The Verizon Innovative App Challenge – the no-coding-skills-needed contest that gives middle and high school students a chance to bring their problem-solving app ideas to life – is back. In its fourth year, the App Challenge calls students to gather teams, dream up ideas, and create concepts for mobile apps that could solve problems in their schools and communities.
There are no coding skills needed for students to enter #VZAppChallenge. Winners can win tablets + $20K for your school or club.
For the first time, the App Challenge will be open to teams representing non-profit organizations in addition to schools, and even more students will earn free tablets and cash awards for the groups they represent. The deadline for submission is Nov. 24, and the winners will be named in January 2016.
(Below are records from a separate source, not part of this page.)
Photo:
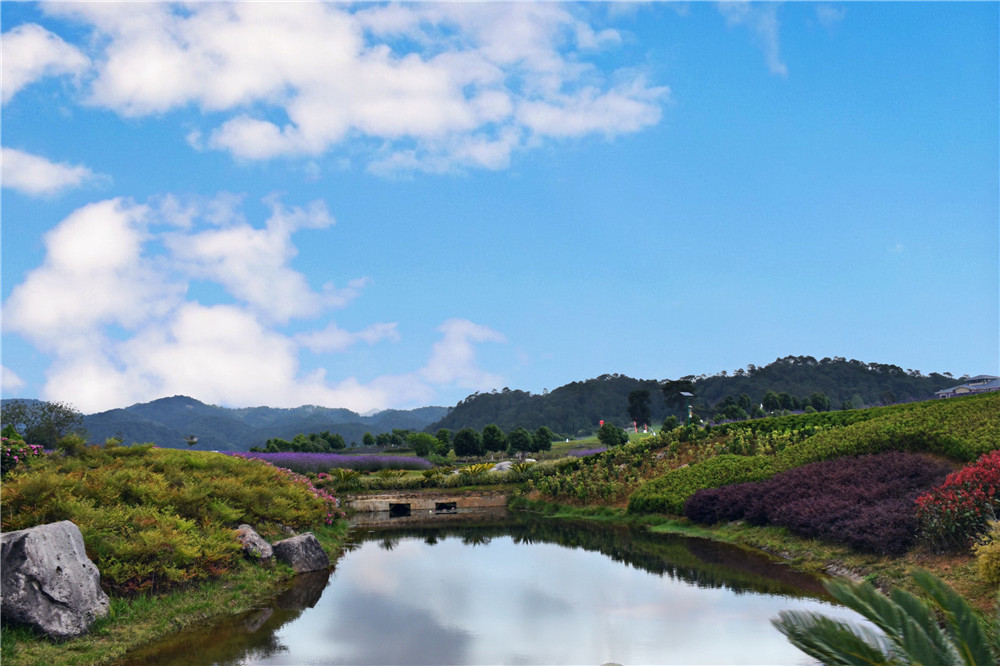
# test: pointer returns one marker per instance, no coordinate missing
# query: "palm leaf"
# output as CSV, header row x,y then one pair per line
x,y
963,625
833,642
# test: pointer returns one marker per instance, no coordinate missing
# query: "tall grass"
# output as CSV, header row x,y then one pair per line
x,y
157,519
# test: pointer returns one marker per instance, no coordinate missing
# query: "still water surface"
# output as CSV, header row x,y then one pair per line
x,y
523,591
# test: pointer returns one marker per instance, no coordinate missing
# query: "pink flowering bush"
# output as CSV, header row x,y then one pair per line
x,y
15,453
953,514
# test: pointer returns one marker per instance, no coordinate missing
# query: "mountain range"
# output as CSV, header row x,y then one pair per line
x,y
573,409
170,421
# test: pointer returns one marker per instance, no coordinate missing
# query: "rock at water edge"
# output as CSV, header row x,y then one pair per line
x,y
302,553
48,582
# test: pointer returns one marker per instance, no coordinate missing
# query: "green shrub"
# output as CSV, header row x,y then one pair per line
x,y
958,428
988,554
156,519
667,494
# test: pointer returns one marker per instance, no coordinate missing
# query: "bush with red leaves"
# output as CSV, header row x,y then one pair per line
x,y
952,515
864,502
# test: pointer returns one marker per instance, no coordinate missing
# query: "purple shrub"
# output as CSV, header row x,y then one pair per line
x,y
864,502
305,463
583,453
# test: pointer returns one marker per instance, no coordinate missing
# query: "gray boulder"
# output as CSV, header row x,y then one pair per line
x,y
254,545
302,553
48,582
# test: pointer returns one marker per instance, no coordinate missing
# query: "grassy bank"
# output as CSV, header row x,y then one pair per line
x,y
808,555
143,619
159,526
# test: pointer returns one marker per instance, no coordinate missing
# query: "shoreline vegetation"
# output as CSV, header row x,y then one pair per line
x,y
158,522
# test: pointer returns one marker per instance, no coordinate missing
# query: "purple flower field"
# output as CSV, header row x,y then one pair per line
x,y
304,463
582,453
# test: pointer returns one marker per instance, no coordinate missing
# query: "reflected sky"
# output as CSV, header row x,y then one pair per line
x,y
509,603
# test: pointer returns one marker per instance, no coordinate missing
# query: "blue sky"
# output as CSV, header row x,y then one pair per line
x,y
379,205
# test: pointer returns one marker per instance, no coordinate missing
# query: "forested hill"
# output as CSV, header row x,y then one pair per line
x,y
169,421
579,407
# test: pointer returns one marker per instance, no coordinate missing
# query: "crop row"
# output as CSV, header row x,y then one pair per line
x,y
864,502
960,428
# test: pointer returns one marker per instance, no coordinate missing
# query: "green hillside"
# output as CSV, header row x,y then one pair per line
x,y
578,408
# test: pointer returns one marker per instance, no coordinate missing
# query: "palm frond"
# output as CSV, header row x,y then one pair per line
x,y
963,626
833,642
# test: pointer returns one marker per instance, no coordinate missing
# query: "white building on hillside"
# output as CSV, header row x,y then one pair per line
x,y
977,384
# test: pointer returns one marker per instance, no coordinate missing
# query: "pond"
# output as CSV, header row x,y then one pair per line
x,y
519,590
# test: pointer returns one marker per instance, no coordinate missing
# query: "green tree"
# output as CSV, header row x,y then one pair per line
x,y
672,393
542,439
467,443
611,435
334,440
41,422
494,440
733,413
911,632
422,443
520,441
820,402
638,406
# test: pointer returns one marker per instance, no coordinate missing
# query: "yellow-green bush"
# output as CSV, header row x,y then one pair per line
x,y
154,519
988,554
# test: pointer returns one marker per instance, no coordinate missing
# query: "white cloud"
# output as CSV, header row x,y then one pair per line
x,y
477,81
453,357
30,52
335,339
253,264
111,305
762,21
11,381
36,176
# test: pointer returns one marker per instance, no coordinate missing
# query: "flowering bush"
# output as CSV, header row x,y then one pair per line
x,y
14,453
953,514
864,502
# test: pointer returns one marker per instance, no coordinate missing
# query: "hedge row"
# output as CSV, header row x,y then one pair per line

Bill Nye, the Science Guy, is helping Verizon to encourage students nationwide to submit their ideas and to organize their teams now.
Created by the Verizon Foundation in partnership with the Technology Student Association, the App Challenge offers hands-on, experiential learning to ultimately help students envision brighter futures for themselves that they may never have imagined, as business owners, app inventors and professional coders.
There’s a palpable energy in a room when students are excited about learning. That energy is what the Verizon Innovative App Challenge is all about,” said Rose Stuckey Kirk, Chief Corporate Social Responsibility Officer for Verizon. “This contest ignites excitement in students, and motivates them to collaborate and be creative problem-solvers.”
Over the years, the Verizon Innovative App Challenge has garnered a track record for uncovering life-changing app ideas that students had conceptualized. For example, an all-girls team of 6th graders from Resaca Middle School in Los Fresnos, Texas won the App Challenge in 2014 for their app idea to help the blind navigate. Inspired by their visually-impaired classmate, the Hello Navi App earned the girls a visit to the White House Science Fair where they met President Obama and Bill Nye, the Science Guy. Now 8th graders, the girls recently sold their app to Visus Technology which is working to expand Hello Navi for use on college campuses nationwide.
The new Hello Navi will incorporate a social community of both seeing and visually impaired users who can share updates in real time to improve navigation for the blind. It will be integrated into a suite of resources for the visually impaired called VelaSense.
Janessa Leija, 13, of the Hello Navi App team said, “Sometimes amazing ideas are trapped in the heads of people of who may never put them out there and they need to, because those ideas could change someone’s life.”
New this year, Best in State winners of the Verizon Innovative App Challenge, one team of middle school students and one team of high school students from every state and D.C. will win $5,000 grants for their schools, groups or clubs, and tablets for every team member.
Eight Best in Nation winners will receive an additional $15,000 in grants for their schools, groups or clubs and hands-on and virtual training from MIT Media Lab experts to turn their concepts into working apps available for download. The Best in Nation winners will also present their apps in person at the 2016 Technology Student Association National Conference.